4 Brush generously with sesame oil and scatter over a quarter of the spring onions. Roll into a sausage and then curl around into a tight spiral.

5 Roll out the snail into a 20cm (8in) circle.

6 Repeat with the remaining dough balls. Preheat the oven to 150°C/300°F/gas 2. Heat 1 tbsp of the oil in a non-stick frying pan, add one of the pancakes and cook for 2 minutes, pressing down with an egg slice to flatten a little.

7 The pancake should be sizzling in oil, so if the pan looks a bit dry, add a splash more. When the pancake is golden underneath, flip and cook for a further minute. Transfer to the oven while you cook the remaining pancakes.

8 Heat a chargrill pan over a high heat, add the bacon and cook without moving until the fat turns golden.

9 Turn over and cook until done to your liking. Keep warm in the oven with the pancakes.
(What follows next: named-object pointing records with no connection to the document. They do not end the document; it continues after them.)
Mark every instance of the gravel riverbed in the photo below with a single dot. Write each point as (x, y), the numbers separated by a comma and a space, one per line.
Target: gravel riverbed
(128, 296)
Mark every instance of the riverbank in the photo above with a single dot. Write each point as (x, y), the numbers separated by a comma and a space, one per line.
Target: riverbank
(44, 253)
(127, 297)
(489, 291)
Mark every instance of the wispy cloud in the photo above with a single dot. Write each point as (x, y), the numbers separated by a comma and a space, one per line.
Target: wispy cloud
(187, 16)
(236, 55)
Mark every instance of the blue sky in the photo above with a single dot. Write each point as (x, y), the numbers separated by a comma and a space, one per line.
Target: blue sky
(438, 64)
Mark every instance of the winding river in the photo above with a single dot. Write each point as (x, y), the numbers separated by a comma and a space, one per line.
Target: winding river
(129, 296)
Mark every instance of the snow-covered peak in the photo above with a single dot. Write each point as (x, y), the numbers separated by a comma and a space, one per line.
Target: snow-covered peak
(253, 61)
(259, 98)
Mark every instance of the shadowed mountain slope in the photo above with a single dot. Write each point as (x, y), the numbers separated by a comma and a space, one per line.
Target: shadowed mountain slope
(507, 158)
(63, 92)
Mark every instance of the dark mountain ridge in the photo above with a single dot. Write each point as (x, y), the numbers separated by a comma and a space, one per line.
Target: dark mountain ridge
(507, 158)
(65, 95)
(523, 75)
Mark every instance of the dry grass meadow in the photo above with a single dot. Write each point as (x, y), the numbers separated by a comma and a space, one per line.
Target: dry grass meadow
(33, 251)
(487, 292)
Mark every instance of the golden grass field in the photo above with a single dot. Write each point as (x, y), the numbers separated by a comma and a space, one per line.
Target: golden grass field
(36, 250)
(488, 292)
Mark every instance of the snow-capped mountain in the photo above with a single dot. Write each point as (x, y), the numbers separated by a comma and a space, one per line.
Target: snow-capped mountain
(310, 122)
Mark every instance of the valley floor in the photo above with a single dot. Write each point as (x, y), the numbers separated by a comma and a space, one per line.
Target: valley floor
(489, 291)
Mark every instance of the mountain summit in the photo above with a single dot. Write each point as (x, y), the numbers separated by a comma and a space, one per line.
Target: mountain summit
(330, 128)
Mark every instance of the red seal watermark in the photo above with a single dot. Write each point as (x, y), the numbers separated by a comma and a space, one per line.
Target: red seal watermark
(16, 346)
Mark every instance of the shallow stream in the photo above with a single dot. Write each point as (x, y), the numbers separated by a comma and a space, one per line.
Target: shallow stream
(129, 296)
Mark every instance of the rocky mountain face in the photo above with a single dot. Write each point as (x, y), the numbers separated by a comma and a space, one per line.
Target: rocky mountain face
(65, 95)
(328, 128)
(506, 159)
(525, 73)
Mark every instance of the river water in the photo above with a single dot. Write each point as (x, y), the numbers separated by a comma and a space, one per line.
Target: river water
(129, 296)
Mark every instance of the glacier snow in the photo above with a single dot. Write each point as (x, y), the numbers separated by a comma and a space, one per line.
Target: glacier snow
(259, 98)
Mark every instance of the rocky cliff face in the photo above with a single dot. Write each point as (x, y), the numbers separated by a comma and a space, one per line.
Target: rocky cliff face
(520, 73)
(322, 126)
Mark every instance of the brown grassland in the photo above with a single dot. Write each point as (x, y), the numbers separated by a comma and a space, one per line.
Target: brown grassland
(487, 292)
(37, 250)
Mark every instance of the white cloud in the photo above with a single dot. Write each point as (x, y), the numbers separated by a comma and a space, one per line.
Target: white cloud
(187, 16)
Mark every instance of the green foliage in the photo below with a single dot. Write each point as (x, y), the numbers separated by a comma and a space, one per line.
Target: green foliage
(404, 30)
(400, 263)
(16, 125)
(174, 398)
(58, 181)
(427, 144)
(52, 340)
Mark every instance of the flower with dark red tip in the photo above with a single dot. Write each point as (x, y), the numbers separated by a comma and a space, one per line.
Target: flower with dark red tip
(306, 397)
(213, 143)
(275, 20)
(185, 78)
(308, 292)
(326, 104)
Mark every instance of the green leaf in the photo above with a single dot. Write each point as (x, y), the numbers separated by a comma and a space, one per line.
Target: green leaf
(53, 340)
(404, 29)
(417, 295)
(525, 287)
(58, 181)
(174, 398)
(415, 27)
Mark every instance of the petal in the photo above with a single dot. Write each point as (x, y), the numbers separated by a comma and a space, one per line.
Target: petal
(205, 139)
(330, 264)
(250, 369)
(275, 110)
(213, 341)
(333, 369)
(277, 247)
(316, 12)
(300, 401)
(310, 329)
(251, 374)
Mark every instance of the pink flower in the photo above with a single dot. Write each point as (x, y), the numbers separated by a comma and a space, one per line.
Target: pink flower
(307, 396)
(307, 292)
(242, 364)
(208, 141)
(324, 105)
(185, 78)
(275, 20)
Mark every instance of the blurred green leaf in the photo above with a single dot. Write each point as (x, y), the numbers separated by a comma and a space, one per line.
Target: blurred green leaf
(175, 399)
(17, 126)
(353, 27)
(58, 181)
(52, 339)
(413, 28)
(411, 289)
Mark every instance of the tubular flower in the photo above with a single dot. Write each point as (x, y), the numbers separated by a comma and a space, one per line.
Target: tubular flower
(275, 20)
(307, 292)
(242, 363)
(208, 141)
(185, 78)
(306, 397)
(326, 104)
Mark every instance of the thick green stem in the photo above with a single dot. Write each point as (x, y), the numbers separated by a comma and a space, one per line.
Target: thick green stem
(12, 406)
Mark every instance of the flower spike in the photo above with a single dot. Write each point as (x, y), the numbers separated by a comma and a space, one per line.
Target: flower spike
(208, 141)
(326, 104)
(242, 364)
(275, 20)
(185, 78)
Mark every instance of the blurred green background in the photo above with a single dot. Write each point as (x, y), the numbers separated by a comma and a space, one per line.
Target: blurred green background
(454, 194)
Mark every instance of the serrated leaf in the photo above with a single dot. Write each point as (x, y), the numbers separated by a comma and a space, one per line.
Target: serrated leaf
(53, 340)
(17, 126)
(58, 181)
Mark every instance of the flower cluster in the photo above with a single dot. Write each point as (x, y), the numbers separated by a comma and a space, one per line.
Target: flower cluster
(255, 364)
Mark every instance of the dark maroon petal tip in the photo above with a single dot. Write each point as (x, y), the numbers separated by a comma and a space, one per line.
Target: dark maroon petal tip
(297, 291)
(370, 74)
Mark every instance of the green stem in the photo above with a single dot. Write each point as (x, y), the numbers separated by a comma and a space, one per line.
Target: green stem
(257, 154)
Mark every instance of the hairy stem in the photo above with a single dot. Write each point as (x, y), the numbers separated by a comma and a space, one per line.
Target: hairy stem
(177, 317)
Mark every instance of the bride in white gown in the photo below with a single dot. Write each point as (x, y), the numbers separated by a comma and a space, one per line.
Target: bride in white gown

Using kitchen paper, wipe the pan used to cook the pancakes and fry the eggs in a little olive oil to your liking.

10 To serve, top a pancake with an egg and a bacon rasher and fold over.

Courgette and halloumi pancakes

A bright and lovely light meal, these pancakes are bursting with spring flavours, says Sue. Enjoy them with a hefty dose of sunshine if you can.

Ingredients (makes 12):

■ 2 medium courgettes (zucchini) (about 500g/1lb 2oz)
■ 1 tsp sea salt flakes
■ 1 quantity buttermilk pancake batter (see above)
■ 200g (7oz) halloumi, grated
■ Handful basil leaves, torn handful mint leaves, finely sliced
■ 3 spring onions (scallions), finely sliced
■ Grated zest 1 lemon
■ Freshly ground black pepper garlic-infused olive oil (plain olive oil is fine), for frying
■ Pea shoots and lemon wedges, to serve






Courgette and halloumi pancakes with pea shoots and lemon

Method:

1 Grate the courgettes on the largest holes of a box grater. Transfer to a sieve set over a bowl and toss with the salt.

2 Set aside for 15 minutes to drain, then place in a clean tea towel and squeeze tightly to remove as much liquid as possible.

3 Loosen the courgettes – they’ll be tightly packed together – then add to the pancake batter along with all the remaining ingredients, except the oil, pea shoots, and lemon wedges. Heat a non-stick frying pan over a medium heat and brush generously with the oil.

4 Add large spoonfuls of batter to the pan to make 10cm (4in) pancakes and cook.